Come finirà ?   – Stavolta, invero, stabilirlo è più facile rispetto ad altre vicende: arriverà una risposta durissima da parte degli israeliani (mentre scrivo il premier israeliano ha già avvisato Biden che il suo esercito entrerà in una Gaza che potrebbe tramutarsi in una Stalingrado mediorientale) portando sì ad un massacro di palestinesi per provare a lavare un’ onta indelebile nella “guerra dei quasi cent’anni”, forse ad una vittoria militare di Israele, ma non alla fine né di Hamas né di  Hezbollah e anzi con tutti i convitati di pietra in questa brutta storia (Russia, Cina, Turchia e Iran) pronti ad approfittare della stanchezza dell’ egemone che, di certo, non è un buon segnale né per Tel Aviv né per Kiev.

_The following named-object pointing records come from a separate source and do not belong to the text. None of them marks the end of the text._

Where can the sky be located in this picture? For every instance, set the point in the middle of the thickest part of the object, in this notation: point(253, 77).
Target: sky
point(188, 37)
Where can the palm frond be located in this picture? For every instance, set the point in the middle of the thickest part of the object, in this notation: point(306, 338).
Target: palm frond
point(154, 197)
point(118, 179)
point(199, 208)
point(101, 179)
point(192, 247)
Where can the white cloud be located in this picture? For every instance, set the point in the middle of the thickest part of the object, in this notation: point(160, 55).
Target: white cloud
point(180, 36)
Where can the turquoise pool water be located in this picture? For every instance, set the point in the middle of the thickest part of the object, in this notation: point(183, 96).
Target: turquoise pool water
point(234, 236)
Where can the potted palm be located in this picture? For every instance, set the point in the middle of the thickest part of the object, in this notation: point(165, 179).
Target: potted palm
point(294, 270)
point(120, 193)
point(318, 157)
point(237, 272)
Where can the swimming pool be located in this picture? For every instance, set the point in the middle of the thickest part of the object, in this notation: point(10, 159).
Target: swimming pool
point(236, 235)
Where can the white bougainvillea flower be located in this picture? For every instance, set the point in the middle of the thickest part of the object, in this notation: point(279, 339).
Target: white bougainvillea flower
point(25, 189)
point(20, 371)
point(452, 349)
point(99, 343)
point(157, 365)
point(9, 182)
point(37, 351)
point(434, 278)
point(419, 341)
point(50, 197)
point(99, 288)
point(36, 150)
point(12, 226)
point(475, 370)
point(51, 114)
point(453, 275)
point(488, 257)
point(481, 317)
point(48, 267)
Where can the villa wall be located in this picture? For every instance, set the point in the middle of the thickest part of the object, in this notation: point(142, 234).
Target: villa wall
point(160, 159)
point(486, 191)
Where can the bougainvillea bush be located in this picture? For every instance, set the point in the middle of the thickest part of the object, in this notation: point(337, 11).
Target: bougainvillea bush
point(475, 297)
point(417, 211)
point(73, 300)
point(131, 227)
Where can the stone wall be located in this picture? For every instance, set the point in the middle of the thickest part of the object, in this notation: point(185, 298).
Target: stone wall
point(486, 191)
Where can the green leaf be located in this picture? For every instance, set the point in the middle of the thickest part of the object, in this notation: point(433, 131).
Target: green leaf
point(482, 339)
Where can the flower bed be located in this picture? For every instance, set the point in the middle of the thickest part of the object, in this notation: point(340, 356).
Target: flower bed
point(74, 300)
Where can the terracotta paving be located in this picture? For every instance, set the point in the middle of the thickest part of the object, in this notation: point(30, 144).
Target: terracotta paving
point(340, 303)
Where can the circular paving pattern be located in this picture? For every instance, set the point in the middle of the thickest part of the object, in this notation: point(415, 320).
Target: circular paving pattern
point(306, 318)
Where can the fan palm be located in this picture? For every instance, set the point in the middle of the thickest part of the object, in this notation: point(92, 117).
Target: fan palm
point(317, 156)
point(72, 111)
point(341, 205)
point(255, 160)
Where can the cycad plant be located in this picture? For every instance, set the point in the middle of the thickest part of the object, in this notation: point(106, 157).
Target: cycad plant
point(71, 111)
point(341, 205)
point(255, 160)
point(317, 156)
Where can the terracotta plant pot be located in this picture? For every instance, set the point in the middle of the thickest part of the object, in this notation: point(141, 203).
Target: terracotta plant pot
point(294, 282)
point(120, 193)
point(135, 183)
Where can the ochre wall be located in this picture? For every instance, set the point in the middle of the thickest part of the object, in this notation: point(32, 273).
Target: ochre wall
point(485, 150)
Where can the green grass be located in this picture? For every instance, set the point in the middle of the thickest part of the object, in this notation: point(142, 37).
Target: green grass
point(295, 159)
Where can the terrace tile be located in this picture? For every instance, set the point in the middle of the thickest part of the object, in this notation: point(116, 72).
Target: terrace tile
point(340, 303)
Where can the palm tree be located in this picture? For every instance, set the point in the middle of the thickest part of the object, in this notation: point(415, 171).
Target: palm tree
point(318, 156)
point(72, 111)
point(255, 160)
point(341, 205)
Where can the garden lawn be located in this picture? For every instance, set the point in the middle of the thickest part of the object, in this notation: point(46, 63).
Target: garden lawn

Un’ unica soluzione, forse … – Puo’ sembrare utopica e ingenua, certamente, però nasce a Buenos Aires, la città più sensuale del mondo e quindi sulle note del tango. E’ un’ idea di un genio della musica: Daniel Barenboim. Un pianista e direttore d’orchestra (ha lavorato alla Scala di Milano) talmente eccelso da meritarsi una standig ovation guidata da un Papa (Benedetto XVI). E’ un porteño israeliano che non solo ha fondato la “WEDO”, un’ orchestra musicale dove unisce musicisti classici dei paesi del Medio Oriente con l’unico intento di farli conoscere e far sì  che possano comunicare, ma ha fatto anche un sogno rivoluzionario quanto semplice per risolvere la questione israelo-palestinese: aprire i confini e far muovere liberamente i due popoli senza più muri. E’ un utopia, probabile, ma è utopico anche credere di poter andare avanti così all’ infinito.